Security Concepts
Introduction:
HAVP (HTTP AntiVirus proxy) is a proxy with an anti-virus filter. It does not cache or filter content. At the moment the complete traffic is scanned. The reason for this is the chance of malicious code in nearly every filetype e.g. HTML with JavaScript or JPEG. But writing a HTTP Anti Virus Proxy is a real dilemma! Huge downloads are a problem for virus scanning proxies. A Client should not receive data which is unchecked by the virus scanner, but big downloads should not timeout.
In 2005 I read and tested common techniques and did not like the idea of an intermediary info website for large download. So I decided to write my own proxy deamon for linux.

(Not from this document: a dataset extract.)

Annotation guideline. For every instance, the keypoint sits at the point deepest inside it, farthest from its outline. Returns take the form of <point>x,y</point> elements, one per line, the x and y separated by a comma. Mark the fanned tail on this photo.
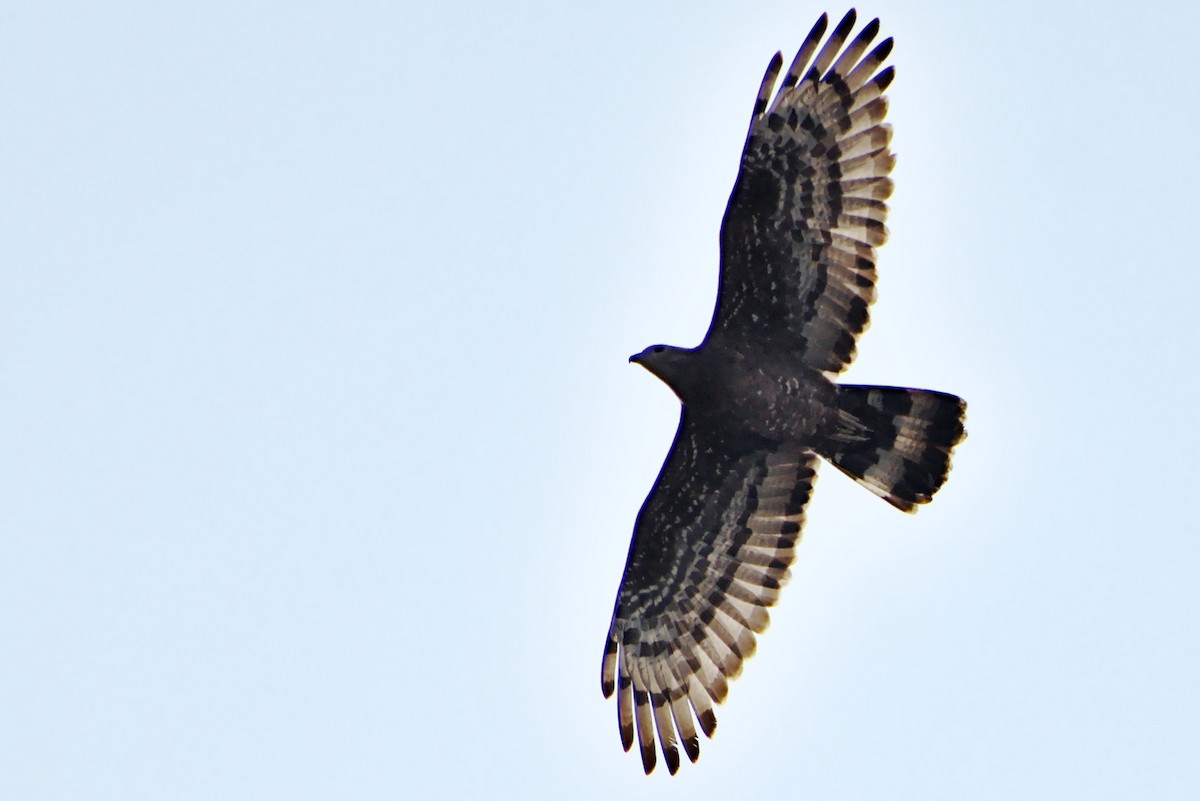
<point>895,441</point>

There is a nice anti virus solution for the Dansguardian content filter where I found some good ideas. Also I found some information at openantivirus and on proxies at tinyproxy and squid.
Design:
Havp writes data from a server in a temporary file and hard locks the end of a file. A second process begins scanning all written data. In the meantime, data is sent to the client after a configurable period. All Data? No, until the anti virus scan is complete, only some bytes are send in a configurable time interval. You can also define the size of data which is always held back until the scanning is complete. The HTTP Traffic (except the HTTP Header) is copyed to a temp file. The missing data in the temp file is hard locked. So the anti virus scanner can start scanning while the HTTP response is downloaded. With this method every anti virus software with an efficient API can be used.
Advantages:
Scanning starts simultaneous with download. Compressed files are a problem because they are only extracted during download.
Disadvantage:
If the scanning process is too slow and the file is larger than the defined “hold back data” you can still receive a virus! If the file contains a virus and the file is bigger than the “hold back data” the download will be cancelled with no warning.